DOMINGO DE RAMOS
EN LA PASIÓN DEL SEÑOR
(28 de marzo de 2021)
Las consideraciones que hemos estado haciendo los últimos domingos nos han preparado para que en este día en que conmemoramos litúrgicamente su Pasión y Muerte podamos con todo amor y reverencia adorar al que muere por nuestra salvación. Pero todavía haremos algunas otras consideraciones: en especial nos vamos a fijar en el amor que mueve toda la Pasión y en la categoría divina del que la sufre.

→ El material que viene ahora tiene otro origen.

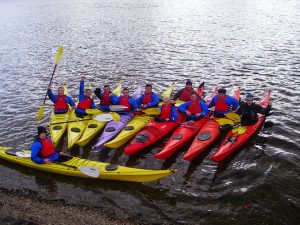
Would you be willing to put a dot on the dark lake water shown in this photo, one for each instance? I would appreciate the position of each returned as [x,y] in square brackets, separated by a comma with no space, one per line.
[252,44]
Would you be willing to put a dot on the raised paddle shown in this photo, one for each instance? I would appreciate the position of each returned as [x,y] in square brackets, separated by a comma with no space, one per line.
[86,170]
[39,116]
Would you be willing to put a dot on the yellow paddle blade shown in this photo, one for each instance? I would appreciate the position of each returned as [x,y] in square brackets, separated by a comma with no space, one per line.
[40,114]
[66,90]
[168,92]
[118,89]
[233,116]
[116,117]
[152,111]
[223,121]
[239,130]
[59,54]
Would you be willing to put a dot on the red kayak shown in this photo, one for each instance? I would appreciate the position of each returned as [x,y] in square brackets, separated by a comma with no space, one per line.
[234,140]
[208,134]
[180,137]
[155,131]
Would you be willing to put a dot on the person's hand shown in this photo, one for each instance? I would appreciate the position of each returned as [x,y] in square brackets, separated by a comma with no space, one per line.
[47,161]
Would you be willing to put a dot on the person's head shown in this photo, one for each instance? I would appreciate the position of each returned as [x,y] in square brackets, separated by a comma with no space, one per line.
[167,100]
[60,90]
[88,92]
[42,132]
[106,88]
[189,84]
[193,97]
[249,99]
[222,91]
[148,88]
[125,92]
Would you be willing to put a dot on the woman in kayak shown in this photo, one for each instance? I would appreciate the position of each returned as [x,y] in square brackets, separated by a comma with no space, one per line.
[42,150]
[195,109]
[168,111]
[85,100]
[248,111]
[126,100]
[106,98]
[223,103]
[149,99]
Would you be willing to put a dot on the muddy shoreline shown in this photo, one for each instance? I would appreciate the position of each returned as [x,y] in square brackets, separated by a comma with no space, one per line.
[19,208]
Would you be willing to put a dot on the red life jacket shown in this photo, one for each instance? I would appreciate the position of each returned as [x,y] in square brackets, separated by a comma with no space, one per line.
[166,111]
[47,148]
[61,103]
[186,95]
[85,104]
[147,98]
[221,104]
[195,107]
[105,98]
[125,101]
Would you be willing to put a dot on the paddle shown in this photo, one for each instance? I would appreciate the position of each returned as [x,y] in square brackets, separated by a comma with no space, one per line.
[86,170]
[39,116]
[100,118]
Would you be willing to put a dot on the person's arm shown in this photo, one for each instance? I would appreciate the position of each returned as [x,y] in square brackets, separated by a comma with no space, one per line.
[155,101]
[177,94]
[204,109]
[35,149]
[51,96]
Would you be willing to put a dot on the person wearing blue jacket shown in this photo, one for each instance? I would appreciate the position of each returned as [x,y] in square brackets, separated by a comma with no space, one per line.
[168,111]
[195,109]
[60,101]
[85,100]
[42,150]
[125,100]
[149,99]
[223,103]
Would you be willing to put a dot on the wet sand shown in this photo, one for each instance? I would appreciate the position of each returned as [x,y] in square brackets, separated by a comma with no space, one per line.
[17,208]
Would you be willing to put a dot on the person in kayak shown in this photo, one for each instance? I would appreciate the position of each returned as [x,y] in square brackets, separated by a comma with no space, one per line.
[125,100]
[248,111]
[149,99]
[223,103]
[168,111]
[60,100]
[42,150]
[195,109]
[106,98]
[184,94]
[85,100]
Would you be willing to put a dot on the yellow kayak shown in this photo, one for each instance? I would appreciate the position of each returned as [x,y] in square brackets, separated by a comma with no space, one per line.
[76,129]
[84,168]
[128,132]
[58,127]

El que entrega al Hijo es Dios Padre, y lo entrega para que tengamos vida, con lo cual muestra un amor a los hombres difícilmente comprensible; pero no más fácil de comprender es el amor del Hijo que se entrega a sí mismo por nuestra salud. Y quien así sufre y muere es verdadero Hijo de Dios y Dios verdadero. ¡Hasta ahí podíamos llegar! Pues hasta ahí llega Dios para asombro nuestro. Dios pone hasta su vida a nuestro servicio, ¿qué pondremos nosotros al suyo?
1. Admiremos el amor infinito de Dios a sus criaturas.
Comencemos por el amor. «Tanto amó Dios al mundo que entregó a su Hijo para que tengamos vida.» A Dios nos lo imaginamos como un Ser lejano que da leyes, y resulta que lo que da es a su Hijo único para arrancarnos de la muerte en que estábamos y hacernos vivir para Él ¡y vivir eternamente! Pero es que el Hijo comparte este amor: en el huerto de los olivos lo contemplamos hundido por lo que se le viene encima, pero, compartiendo el amor del Padre, acepta generosamente su Pasión, ¡porque su doloroso sufrimiento será vida para muchos! ¿Os imagináis lo que pensaba cuando sentía en su cuerpo los azotes, cuando era objeto de una burla sangrienta al ser falsamente adorado como rey de los judíos? ¿Cuándo está ante el sanedrín o sube la cuesta de la Amargura? ¿Cuándo le atraviesan con clavos sus manos y pies o lo alzan en el madero? Yo sí me lo imagino: ¡PRO EIS! Por ellos, para que los pecadores se salven. Y, cuando dando un fuerte grito espiró, la salvación de los hombres se había consumado: todos volvían a ser hijos amados de Dios. Y entre esos hombres estamos tú y yo ¡el Hijo de Dios ha muerto por nosotros! ¡por mí!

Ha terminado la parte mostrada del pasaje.